Connect:     

MSR Identity Toolbox v1.0: A MATLAB Toolbox for Speaker-Recognition Research

Seyed Omid Sadjadi, Malcolm Slaney, and Larry Heck

Microsoft Research

SLTC Newsletter, November 2013

We are happy to announce the release of the MSR Identity Toolbox: A MATLAB toolbox for speaker-recognition research. This toolbox contains a collection of MATLAB tools and routines that can be used for research and development in speaker recognition. It provides researchers with a test bed for developing new front-end and back-end techniques, allowing replicable evaluation of new advancements. It will also help newcomers in the field by lowering the "barrier to entry," enabling them to quickly build baseline systems for their experiments. Although the focus of this toolbox is on speaker recognition, it can also be used for other speech related applications such as language, dialect, and accent identification. Additionally, it provides many of the functionalities available in other open-source speaker recognition toolkits (e.g., ALIZE [1]) but with a simpler design which makes it easier for the users to understand and modify the algorithms.

The MATLAB tools in the Identity Toolbox are computationally efficient for three reasons: vectorization, parallel loops, and distributed processing. First, the code is simple and easy for MATLAB to vectorize. With long vectors, most of the CPU time is spent in optimized loops, which are the core of the processing. Second, the code is designed for parallelization available through the Parallel Computing Toolbox (i.e., the toolbox codes use "parfor" loops). Without the Parallel Computing Toolbox, these loops execute as normal "for" loops on a single CPU. But when this toolbox is installed, the loops are automatically distributed across all the available CPUs. In our pilot experiments, the codes were run across all 12 cores in a single machine. Finally, the primary computational routines are designed to work as compiled programs. This makes it easy to distribute the computational work to all the machines on a computer cluster, without the need for additional licenses.

Speaker ID Background

In recent years, the design of robust and effective speaker-recognition algorithms has attracted significant research effort from academic and commercial institutions. Speaker recognition has evolved substantially over the past few decades; from discrete vector quantization (VQ) based systems [2] to adapted Gaussian mixture model (GMM) solutions [3], and more recently to factor analysis based Eigenvoice (i-vector) frameworks [4]. The Identity Toolbox, version 1.0, provides tools that implement both the conventional GMM-UBM and state-of-the-art i-vector based speaker-recognition strategies.
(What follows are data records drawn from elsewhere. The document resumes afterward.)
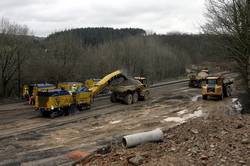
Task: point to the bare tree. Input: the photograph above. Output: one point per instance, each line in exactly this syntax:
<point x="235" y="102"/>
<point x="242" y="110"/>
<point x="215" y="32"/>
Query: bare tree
<point x="11" y="57"/>
<point x="231" y="20"/>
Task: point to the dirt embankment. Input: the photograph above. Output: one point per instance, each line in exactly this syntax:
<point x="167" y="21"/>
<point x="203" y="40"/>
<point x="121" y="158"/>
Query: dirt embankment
<point x="221" y="138"/>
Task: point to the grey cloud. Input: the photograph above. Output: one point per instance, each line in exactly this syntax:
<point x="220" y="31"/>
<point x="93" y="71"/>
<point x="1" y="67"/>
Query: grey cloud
<point x="44" y="16"/>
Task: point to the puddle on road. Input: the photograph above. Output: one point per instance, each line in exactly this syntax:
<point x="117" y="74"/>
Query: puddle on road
<point x="196" y="98"/>
<point x="115" y="122"/>
<point x="175" y="119"/>
<point x="95" y="128"/>
<point x="183" y="119"/>
<point x="182" y="112"/>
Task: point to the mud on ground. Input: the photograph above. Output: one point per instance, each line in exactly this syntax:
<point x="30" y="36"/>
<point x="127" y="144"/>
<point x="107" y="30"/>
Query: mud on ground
<point x="222" y="137"/>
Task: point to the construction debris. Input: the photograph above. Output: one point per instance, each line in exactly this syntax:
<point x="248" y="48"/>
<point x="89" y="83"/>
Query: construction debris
<point x="141" y="138"/>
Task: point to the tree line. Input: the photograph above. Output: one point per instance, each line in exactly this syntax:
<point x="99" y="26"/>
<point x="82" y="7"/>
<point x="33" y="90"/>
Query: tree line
<point x="79" y="54"/>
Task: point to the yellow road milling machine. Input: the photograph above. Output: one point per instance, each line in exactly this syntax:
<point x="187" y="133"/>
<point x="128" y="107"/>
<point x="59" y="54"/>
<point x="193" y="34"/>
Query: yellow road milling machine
<point x="219" y="87"/>
<point x="60" y="101"/>
<point x="30" y="91"/>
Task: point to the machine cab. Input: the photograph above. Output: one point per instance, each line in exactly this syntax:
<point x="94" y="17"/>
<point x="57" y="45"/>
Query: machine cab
<point x="143" y="80"/>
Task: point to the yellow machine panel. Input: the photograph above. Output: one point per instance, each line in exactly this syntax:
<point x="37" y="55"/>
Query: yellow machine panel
<point x="54" y="99"/>
<point x="70" y="86"/>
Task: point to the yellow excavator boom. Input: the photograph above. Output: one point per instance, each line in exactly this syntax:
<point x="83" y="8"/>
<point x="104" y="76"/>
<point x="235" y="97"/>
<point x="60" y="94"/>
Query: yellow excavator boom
<point x="98" y="87"/>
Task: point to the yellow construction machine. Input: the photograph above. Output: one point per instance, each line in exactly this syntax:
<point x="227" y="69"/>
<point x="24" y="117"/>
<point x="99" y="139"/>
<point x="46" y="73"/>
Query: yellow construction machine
<point x="60" y="101"/>
<point x="70" y="86"/>
<point x="218" y="86"/>
<point x="30" y="91"/>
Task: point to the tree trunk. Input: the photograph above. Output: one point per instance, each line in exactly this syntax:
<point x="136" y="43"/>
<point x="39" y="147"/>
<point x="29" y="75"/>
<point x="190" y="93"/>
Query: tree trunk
<point x="248" y="73"/>
<point x="248" y="40"/>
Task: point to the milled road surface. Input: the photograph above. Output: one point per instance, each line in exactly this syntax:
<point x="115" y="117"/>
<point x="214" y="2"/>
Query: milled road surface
<point x="27" y="138"/>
Figure 1: Block diagram of a typical speaker-recognition system. A bigger version of the figure

As shown in Fig. 1, a speaker-recognition system includes two primary components: a front-end and a back-end. The front-end transforms acoustic waveforms into more compact and less redundant acoustic feature representations. Cepstral features are most often used for speaker recognition. It is practical to only retain the high signal-to-noise ratio (SNR) regions of the waveform, therefore there is also a need for a speech activity detector (SAD) in the front-end. After dropping the low SNR frames, acoustic features are further post-processed to remove the linear channel effects. Cepstral mean and variance normalization (CMVN) [5] is commonly used for the post-processing. The CMVN can be applied globally over the entire recording or locally over a sliding window. Feature warping [6], which is also applied over a sliding window, is another popular feature-normalization technique that has been successfully applied for speaker recognition. This toolbox provides support for these normalization techniques, although no tool for feature extraction or SAD is provided. The Auditory Toolbox [7] and VOICEBOX [8], which are both written in MATLAB, can be used for feature extraction and SAD purposes.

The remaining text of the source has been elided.